Había leído que Saga era un cruce entre Juego de tronos y Star Wars, y con eso me lancé de lleno a la historia. Terminado este primer capítulo no puedo decir que aquello no fuese verdad... pero tampoco es cierto del todo. Parece una etiqueta quizá excesivamente simplista, más centrada en el marketing del producto que en la realidad del texto. En fin, esas cosas pasan. 
Es que Saga no es una historia tan grandilocuente. No hay elegidos ni grandes líderes, y nadie se juega el destino de la galaxia: Saga es más personal que todo eso. Es la historia de una familia. Lo demás, es sobre todo un fondo. Esta entrega aún no ahonda en ello pero deja suficientes indicios del complejo universo en el que se desarrolla la historia. Para mí este es un punto positivo porque, de este modo, no se resiente el dinamismo de la narración. Ahora bien, soy consciente de que lo que para mí funciona tan bien a algunos les podrá saber a poco. Es cuestión de gustos, lo reconozco. A mí no me importa esperar para saber más. Tengo paciencia y, sobre todo, muchas ganas de continuar Saga.
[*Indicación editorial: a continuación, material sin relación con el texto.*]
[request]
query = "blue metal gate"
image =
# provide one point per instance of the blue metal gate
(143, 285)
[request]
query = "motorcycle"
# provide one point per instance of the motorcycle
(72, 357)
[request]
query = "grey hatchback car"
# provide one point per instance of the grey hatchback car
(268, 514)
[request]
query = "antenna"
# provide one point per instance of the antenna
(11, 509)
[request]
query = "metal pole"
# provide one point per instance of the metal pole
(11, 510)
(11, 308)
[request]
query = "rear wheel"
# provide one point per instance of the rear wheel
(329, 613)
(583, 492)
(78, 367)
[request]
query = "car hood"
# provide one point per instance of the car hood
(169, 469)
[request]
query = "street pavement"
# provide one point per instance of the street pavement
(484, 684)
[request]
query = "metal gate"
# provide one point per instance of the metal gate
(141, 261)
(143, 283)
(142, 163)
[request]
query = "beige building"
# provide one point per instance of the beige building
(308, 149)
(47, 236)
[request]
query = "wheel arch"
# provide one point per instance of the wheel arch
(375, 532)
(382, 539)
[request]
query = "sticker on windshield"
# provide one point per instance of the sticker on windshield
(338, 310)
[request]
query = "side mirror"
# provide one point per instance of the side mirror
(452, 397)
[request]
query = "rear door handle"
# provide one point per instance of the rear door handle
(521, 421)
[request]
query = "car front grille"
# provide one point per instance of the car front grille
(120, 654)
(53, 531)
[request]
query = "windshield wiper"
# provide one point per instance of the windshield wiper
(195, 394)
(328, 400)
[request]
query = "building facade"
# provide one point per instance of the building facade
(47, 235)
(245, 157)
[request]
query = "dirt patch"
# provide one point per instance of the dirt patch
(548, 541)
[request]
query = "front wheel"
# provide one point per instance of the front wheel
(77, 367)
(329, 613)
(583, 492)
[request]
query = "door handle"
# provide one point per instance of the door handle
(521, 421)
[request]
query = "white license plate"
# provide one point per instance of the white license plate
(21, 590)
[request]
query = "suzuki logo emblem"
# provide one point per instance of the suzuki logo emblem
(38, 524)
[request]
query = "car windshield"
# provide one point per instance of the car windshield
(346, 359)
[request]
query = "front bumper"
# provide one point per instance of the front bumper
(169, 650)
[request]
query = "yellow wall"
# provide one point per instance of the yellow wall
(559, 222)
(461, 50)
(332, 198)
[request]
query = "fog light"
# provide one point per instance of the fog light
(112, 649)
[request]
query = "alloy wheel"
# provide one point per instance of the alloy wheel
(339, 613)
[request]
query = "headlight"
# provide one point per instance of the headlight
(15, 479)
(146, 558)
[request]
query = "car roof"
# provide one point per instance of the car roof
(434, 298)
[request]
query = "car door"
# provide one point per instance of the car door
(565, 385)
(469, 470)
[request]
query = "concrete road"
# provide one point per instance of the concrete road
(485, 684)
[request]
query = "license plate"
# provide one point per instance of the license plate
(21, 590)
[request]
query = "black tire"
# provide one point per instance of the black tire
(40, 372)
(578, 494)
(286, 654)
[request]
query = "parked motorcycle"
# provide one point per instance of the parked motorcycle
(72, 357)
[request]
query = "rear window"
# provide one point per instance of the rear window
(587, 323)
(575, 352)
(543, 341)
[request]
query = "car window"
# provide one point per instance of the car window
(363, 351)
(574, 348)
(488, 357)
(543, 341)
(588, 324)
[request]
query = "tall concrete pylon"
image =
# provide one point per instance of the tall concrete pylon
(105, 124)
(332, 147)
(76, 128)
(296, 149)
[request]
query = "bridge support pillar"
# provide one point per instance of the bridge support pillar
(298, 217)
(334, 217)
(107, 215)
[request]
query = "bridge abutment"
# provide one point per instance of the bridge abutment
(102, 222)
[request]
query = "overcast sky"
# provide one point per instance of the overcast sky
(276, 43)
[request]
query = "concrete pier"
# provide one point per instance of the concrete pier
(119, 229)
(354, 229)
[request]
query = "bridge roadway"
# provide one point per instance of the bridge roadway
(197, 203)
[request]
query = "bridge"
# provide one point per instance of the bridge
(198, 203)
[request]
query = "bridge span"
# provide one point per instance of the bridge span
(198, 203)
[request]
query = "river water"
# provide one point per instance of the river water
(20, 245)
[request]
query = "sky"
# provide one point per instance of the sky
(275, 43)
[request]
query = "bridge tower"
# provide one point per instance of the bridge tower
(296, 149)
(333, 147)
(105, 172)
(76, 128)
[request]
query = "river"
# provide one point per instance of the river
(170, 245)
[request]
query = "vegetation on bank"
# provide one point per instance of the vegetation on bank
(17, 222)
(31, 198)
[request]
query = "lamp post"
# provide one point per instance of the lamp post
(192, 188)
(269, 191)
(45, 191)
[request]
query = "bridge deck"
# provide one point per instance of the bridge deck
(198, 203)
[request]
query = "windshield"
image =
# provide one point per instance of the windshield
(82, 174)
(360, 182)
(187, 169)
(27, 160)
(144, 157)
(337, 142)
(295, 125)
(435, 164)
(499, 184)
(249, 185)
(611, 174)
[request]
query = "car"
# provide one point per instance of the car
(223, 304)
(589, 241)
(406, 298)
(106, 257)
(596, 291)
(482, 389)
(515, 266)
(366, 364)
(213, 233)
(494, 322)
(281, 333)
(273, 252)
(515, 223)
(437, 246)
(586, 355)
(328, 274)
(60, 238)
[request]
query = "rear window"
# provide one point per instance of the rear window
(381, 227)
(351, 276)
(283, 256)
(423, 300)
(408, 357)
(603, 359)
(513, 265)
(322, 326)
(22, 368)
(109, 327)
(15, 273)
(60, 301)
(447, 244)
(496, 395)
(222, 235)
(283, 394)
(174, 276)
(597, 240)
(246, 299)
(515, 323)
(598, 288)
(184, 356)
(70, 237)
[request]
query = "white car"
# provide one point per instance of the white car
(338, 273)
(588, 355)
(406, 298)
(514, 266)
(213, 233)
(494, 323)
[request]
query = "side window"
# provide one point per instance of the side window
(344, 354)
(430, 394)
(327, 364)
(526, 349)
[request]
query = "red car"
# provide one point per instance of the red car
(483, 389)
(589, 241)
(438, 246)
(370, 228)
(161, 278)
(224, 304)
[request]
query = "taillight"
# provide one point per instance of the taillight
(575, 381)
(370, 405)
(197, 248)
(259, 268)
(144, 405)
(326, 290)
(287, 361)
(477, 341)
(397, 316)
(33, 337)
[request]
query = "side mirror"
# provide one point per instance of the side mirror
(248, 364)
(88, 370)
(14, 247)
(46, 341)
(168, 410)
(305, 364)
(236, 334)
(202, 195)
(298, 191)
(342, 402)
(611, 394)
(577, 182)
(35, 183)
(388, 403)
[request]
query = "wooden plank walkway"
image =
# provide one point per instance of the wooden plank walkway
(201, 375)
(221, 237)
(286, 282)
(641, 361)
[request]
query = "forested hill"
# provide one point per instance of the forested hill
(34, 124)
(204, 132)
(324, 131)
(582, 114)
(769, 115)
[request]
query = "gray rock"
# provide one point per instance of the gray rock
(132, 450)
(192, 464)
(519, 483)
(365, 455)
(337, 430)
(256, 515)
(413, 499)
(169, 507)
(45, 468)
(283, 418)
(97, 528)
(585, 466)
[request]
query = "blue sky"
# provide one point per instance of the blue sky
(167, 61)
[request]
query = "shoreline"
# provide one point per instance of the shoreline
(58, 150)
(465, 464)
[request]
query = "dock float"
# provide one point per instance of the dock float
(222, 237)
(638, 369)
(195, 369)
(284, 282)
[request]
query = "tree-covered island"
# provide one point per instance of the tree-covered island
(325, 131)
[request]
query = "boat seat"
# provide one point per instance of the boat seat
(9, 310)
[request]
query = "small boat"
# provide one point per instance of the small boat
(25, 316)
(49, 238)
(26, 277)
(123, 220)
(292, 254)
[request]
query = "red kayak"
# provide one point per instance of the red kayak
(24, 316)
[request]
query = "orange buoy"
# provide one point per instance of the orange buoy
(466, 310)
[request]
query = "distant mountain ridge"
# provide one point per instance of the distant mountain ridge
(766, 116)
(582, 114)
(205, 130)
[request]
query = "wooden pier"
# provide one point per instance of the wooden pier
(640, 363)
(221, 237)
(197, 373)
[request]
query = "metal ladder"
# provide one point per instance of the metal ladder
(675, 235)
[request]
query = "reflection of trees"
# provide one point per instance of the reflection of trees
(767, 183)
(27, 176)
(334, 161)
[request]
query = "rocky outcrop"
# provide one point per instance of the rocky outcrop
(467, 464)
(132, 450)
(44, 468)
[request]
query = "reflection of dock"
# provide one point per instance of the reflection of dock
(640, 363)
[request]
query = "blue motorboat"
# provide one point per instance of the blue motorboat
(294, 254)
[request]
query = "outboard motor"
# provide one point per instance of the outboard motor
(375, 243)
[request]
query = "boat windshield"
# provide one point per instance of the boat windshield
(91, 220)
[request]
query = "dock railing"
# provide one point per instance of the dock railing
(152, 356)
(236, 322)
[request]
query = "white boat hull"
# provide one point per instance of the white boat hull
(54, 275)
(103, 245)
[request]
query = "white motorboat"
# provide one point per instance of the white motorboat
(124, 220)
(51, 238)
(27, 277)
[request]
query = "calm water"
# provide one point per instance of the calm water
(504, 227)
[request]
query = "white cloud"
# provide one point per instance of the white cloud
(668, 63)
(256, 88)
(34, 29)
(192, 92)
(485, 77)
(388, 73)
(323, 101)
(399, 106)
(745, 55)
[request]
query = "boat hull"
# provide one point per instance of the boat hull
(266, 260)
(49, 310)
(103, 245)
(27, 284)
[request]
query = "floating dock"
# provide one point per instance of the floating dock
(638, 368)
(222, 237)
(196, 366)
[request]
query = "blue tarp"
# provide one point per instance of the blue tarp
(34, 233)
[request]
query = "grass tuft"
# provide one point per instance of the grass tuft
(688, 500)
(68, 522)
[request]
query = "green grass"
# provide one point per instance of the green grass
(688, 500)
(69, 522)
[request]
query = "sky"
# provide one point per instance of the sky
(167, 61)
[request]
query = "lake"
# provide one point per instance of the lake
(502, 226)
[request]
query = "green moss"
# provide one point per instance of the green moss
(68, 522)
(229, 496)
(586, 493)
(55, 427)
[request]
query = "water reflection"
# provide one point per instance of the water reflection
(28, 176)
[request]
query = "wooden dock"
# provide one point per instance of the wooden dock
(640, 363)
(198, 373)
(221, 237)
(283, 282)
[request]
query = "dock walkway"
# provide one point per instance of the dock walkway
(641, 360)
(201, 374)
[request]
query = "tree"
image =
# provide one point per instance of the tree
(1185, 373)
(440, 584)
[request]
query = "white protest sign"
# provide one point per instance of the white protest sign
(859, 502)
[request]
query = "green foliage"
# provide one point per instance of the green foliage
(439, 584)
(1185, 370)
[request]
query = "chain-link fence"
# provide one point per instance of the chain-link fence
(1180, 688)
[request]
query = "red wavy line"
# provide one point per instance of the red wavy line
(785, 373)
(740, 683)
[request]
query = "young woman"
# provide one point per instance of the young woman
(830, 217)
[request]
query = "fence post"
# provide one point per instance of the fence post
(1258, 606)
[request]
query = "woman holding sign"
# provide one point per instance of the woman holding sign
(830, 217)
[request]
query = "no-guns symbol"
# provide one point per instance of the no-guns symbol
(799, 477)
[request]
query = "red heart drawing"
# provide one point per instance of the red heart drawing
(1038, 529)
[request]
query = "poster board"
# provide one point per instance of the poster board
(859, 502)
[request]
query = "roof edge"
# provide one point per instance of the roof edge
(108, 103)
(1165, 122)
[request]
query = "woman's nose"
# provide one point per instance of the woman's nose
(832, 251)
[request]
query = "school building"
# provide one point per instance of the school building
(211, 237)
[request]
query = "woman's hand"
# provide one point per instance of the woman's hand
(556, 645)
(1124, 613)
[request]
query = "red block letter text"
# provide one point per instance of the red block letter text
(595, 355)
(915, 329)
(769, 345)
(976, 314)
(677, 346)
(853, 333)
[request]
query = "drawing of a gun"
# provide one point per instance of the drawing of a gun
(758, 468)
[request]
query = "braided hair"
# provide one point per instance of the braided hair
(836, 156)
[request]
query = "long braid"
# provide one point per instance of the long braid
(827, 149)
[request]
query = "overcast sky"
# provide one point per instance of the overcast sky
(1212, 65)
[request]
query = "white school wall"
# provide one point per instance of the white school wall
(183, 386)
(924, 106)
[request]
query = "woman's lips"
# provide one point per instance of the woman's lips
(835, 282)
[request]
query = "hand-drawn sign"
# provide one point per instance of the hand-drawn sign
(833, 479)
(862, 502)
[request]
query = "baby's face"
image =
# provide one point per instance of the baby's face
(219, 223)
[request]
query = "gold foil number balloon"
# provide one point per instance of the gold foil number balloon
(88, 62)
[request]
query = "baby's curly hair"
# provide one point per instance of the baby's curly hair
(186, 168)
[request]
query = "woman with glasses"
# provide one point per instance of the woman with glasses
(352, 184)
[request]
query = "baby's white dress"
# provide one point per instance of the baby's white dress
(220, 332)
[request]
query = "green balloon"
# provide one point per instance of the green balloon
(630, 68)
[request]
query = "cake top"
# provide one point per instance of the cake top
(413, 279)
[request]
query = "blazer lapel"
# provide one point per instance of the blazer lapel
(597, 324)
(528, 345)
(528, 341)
domingo, 2 de octubre de 2016

Cooltureta, de Moderna de Pueblo

Hace años que tengo este libro en la estantería. Juraría que en su momento lo compré poco después de que se publicase, emocionada porque me había gustado Soy de pueblo y aterrorizada por verme demasiado reflejada. Parece que en un tiempo en que se le puede poner un filtro bonito a todo es un poco complicado distinguir el "postureo" más básico de lo verdaderamente auténtico, incluso cuando se trata de uno mismo. Supongo que me daba miedo encontrarme en Cooltureta un reflejo que no me gustase. 
No sé si se puede decir que superé mis miedos, porque en realidad acabé leyendo Cooltureta en un momento en que estaba demasiado sobrepasada por cosas de clase y necesitaba una distracción: una lectura entretenida, poco exigente, y que no tuviese nada que ver con mi trabajo de fin de máster. Recordaba que siempre me río con las viñetas de Moderna de Pueblo así que Cooltureta parecía la opción más obvia.
Lo más curioso es que en realidad apenas recordaba Soy de pueblo. Volví a echarle un ojo hace bien poco, para preparar este post con un poco de sentido, y me pareció un trabajo mucho más "estático", por así decir: no deja de ser un conjunto de instantáneas, sin trama, sin progresión, sin dirección. No lo digo como algo malo: no creo que Soy de pueblo tuviese otro objetivo. Cooltureta, sin embargo, sí intenta contar una historia, y eso me lleva a aquel miedo que os comentaba al comienzo del post: el protagonista de Cooltureta suda el mismo viaje. Perdonadme, porque con esto ya os estropeo el descubrimiento, pero no soy capaz de esquivar el asunto: me encantó ver un relato en Cooltureta y, sobre todo, me gustó verlo manejado con tanta sinceridad. 
Si vuelvo tanto sobre Soy de pueblo, aunque las comparaciones siempre son odiosas, es porque creo que es de valorar que una autora se atreva a ampliar sus horizontes y probar cosas distintas porque eso significa que siempre podrá ofrecer algo sorprendente. Hoy por hoy, quedan algunos puntos por rematar pero la progresión está ahí, y eso me encanta.